Monday, March 5, 2012

French Faux Pas

Being that my Scottish boyfriend is half French, I thought it would be a good idea to enrol in a French class. I’m just about done with my first beginner’s course and I’ve learned that we use a bunch of French words incorrectly in American English, particularly when it comes to food related items. I learned today something that made no sense whatsoever. We were learning vocabulary for clothing and fashion. The phrase à la mode meant in fashion or in style. And I raised my hand to ask (rather stupidly in retrospect) can it also mean with ice cream?? Everyone looked at me confused, including my French teacher, and I had to explain that in the States if you order a dessert, or pudding (as they call it here) à la mode it means they will serve the dessert with a scoop of ice cream. My French teacher didn’t know of anyone using à la mode in that respect and we couldn’t figure out how/why the usage came about. He did mention that you could prepare a meal à la mode de some region in France; it would be prepared specifically to certain standards. So I don’t know, it’s either fashionable to order your dessert with ice cream (not so for dieters ie the entire population) or somehow the idea of preparing a meal to certain standards got lost in translation somewhere. Je ne sais pas.

The other two examples Marc pointed out to me when he came to visit me in Chicago. He thought the entrées on a menu in a normally priced restaurant seemed a bit pricey, and I reassured him it would be worth the money, you could make another meal out of the leftovers. Then he made a comment somewhere along the lines of ‘no wonder you guys are so fat, I can only image the size of your mains.’ To which I replied, ‘it is the main course!’ He burst out laughing and really didn’t believe me until he noticed my blank stare. He then explained that entrée really means ‘starter.’ I was completely befuddled because my whole life I’d only known entrée to mean ‘main dish.’
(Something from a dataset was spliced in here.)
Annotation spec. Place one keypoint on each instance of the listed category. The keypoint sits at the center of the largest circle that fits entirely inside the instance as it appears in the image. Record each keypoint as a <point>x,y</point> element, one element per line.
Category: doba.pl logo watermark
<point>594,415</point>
The last example comes from when Marc encountered his first Italian beef sandwich, a Chicagoan classic. I told him typically you get it with au jus sauce spread on the sandwich. To which he informed me that I was repeating myself. Au jus is the juice from meat. So actually, as a waitress, whenever I asked someone if they wanted their Italian beef with au jus sauce, I was asking if they wanted the juice sauce; basically I was saying sauce sauce. I genuinely thought au jus was a special kind of sauce just for Italian beef…Come to think of it, there really isn’t much Italian about Italian beef; it comes on a Viennese Kaiser roll with au jus. We totally mixed that one up…but that I guess that is the beauty of the US of A. All these different cultures came together, melding their different traditions into what eventually became American traditions. We’ve just had to suffer the losses in translation along the way.